| La tombe d’un pirate au cimetière de Sainte-Marie. |
L’archiviste-paléographe Jean Valette prononce, le 3 décembre 1966, une conférence sur les rapports diplomatiques entre Madagascar et les États-Unis. C’est à l’occasion du 100e anniversaire de ces relations. Il débute son propos en précisant qu’il n’est pas, « en l’état actuel », de fixer une date au début des relations américano-malgaches. Elles sont surtout d’ordre commercial et « pas toujours honnêtes ». C’est pourquoi on n’en trouve pas de traces dans les archives officielles ou privées.
Le conférencier cite alors un article publié dans les « Actes du Congrès d’Histoire maritime » de Lourenço-Marquez et datant de l’année 1962. L’auteur, le Rev. Hardyman, attire l’attention sur l’un des points des relations américano-malgaches, la traite des esclaves vers les deux Amériques. Les conclusions auxquelles il arrive « ne sont encore que fragmentaires ».

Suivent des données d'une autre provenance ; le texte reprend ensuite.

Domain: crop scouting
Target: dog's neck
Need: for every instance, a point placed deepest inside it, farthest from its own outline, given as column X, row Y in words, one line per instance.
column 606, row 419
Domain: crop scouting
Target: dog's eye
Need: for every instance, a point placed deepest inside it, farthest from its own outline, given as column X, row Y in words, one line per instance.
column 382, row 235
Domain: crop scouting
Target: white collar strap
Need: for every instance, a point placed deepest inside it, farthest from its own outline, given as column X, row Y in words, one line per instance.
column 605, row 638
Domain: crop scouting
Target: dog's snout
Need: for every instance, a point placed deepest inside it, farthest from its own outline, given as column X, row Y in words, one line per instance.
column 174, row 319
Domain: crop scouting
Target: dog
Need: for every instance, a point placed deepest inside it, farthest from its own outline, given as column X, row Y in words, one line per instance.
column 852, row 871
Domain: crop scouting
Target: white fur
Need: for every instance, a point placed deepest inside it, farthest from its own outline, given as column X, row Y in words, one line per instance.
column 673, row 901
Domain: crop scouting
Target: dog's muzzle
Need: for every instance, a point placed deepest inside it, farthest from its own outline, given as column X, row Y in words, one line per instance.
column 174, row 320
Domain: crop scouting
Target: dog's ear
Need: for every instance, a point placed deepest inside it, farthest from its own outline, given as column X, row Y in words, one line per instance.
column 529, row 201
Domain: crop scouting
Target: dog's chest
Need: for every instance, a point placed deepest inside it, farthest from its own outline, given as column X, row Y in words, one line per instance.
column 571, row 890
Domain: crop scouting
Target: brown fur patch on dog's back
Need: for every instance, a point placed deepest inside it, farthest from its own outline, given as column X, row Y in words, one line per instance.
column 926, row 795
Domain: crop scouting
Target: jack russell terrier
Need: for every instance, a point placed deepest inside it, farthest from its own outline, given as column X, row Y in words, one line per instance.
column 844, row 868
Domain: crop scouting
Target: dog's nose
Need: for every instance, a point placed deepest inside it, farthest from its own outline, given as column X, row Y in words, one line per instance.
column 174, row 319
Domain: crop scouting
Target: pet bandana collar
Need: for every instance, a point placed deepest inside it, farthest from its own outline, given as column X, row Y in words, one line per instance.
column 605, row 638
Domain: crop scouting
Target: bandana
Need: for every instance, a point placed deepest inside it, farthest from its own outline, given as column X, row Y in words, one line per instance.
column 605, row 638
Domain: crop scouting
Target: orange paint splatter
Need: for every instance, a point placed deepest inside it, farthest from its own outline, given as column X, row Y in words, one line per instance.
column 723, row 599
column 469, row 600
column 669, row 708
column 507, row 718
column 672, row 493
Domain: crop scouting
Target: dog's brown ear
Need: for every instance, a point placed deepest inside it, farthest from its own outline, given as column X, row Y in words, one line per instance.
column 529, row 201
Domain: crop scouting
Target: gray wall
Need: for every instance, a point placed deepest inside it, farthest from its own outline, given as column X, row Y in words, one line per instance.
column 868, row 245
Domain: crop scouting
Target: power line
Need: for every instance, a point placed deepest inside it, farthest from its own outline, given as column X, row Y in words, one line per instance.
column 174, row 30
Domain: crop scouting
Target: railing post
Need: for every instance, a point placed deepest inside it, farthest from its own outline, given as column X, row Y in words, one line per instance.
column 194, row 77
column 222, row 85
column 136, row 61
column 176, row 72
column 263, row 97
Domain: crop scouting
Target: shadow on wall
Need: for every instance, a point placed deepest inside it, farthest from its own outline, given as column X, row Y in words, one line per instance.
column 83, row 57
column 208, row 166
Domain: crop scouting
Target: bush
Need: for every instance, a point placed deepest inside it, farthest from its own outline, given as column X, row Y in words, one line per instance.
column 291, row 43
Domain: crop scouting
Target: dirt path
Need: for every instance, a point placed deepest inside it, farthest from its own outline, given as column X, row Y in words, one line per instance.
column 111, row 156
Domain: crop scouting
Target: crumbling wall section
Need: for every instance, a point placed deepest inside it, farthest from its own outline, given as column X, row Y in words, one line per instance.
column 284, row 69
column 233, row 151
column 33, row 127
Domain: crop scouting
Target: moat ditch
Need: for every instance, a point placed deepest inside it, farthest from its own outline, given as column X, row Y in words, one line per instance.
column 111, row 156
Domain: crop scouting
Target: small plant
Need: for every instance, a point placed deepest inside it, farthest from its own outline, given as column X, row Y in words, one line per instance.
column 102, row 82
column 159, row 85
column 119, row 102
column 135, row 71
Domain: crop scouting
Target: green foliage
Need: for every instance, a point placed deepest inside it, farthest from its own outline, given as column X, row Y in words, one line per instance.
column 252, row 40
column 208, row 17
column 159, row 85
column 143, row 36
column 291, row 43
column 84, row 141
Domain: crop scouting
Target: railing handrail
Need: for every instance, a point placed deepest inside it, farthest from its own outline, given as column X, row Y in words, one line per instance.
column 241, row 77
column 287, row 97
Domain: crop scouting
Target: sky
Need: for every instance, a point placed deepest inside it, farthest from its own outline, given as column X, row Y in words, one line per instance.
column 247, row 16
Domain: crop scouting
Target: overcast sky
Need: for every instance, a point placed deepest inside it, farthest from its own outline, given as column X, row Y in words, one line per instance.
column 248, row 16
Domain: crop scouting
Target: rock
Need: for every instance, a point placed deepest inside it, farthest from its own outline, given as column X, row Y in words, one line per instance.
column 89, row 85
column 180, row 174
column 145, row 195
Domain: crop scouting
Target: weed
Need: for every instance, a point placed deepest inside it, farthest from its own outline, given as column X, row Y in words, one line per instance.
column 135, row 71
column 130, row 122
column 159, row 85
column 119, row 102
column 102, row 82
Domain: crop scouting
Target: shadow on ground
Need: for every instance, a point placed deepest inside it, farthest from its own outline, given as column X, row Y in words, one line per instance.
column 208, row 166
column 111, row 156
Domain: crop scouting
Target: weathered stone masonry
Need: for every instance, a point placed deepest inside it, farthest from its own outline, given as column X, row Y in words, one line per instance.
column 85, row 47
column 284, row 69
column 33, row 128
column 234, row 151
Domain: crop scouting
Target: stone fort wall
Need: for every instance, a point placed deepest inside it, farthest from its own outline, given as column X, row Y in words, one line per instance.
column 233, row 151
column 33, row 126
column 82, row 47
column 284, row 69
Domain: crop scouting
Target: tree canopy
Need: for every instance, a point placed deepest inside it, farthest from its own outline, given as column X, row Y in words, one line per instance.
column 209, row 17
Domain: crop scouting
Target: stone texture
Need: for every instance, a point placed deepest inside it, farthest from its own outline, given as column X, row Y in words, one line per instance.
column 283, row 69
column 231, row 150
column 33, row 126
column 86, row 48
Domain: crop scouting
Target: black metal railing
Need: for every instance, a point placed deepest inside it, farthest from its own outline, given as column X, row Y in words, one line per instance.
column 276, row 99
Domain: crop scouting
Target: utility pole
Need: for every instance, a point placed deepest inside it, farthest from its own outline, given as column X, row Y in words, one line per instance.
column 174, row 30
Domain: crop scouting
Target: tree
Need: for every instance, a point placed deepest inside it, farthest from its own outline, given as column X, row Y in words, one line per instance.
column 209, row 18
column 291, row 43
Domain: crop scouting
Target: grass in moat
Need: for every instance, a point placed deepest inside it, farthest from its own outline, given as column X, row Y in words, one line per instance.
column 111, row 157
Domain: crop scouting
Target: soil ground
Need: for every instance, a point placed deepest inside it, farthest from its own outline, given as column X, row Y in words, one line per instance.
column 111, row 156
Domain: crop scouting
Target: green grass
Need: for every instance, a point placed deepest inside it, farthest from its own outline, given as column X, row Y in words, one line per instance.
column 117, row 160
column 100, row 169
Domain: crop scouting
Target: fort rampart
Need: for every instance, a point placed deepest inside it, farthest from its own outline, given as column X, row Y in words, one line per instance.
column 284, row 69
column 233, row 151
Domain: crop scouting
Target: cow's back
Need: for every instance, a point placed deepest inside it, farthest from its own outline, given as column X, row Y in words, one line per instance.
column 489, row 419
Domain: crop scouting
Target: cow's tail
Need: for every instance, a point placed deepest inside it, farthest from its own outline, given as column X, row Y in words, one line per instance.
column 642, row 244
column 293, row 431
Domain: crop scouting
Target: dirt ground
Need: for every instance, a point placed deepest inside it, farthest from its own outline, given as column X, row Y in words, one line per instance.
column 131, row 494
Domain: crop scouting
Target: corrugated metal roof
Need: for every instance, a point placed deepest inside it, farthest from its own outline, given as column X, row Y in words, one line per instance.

Un autre aspect des activités commerciales américaines dans l’océan Indien et à Madagascar, est lié à la piraterie qui fleurit fin XVIIe-début XVIIIe siècle. « Autant que l’on puisse le savoir, certaines maisons américaines semblent s’être spécialisées dans l’écoulement des marchandises que les pirates s’appropriaient indûment par le pillage des malheureux navires qu’ils rencontraient. » Dans un ordre d’idées voisin, mais plus honnête, Jean Valette ne manque pas de rappeler que les îles de France et de Bourbon peuvent survivre pendant les guerres napoléoniennes, malgré le blocus britannique, grâce aux navires américains qui jouissent du privilège de la neutralité, achètent les prises des corsaires français et leur vendent en échange les produits de première nécessité.
Pendant le XVIIIe siècle, les maisons de commerce qui trafiquent avec Madagascar, ont leur siège sur la côte Est américaine, notamment en Nouvelle-Angleterre, plus précisément à Salem. « Nous sommes naturellement incapable de saisir l’étendue et la nature du trafic, voire son mécanisme. Mais nous pouvons penser que ce trafic avait atteint une importance considérable puisqu’au lendemain de la guerre de l’indépendance, nous assistons à une véritable tentative des milieux d’affaires américains pour prendre pied, sur le plan politique, à Madagascar », indique l’archiviste-paléographe.
Il aborde alors le cas du comte Maurice de Benyowski, aristocrate polono-hongrois qui crée en 1774, au nom du roi de France, un établissement à Madagascar et qui, d’après lui, arrive à se faire reconnaître roi de l’île toute entière. La tentative, pour de multiples causes, est un échec et le comte pour s’en disculper, doit revenir en Europe où la Cour de Versailles ne semble guère d’accord pour recommencer l’aventure. Benyowski cherche ailleurs un autre bailleur de fonds. Il se tourne vers la jeune République des États-Unis, plus exactement vers des négociants américains à la recherche de nouveaux débouchés. Il a plus de succès, du moins au début comme l’affirment ses Mémoires.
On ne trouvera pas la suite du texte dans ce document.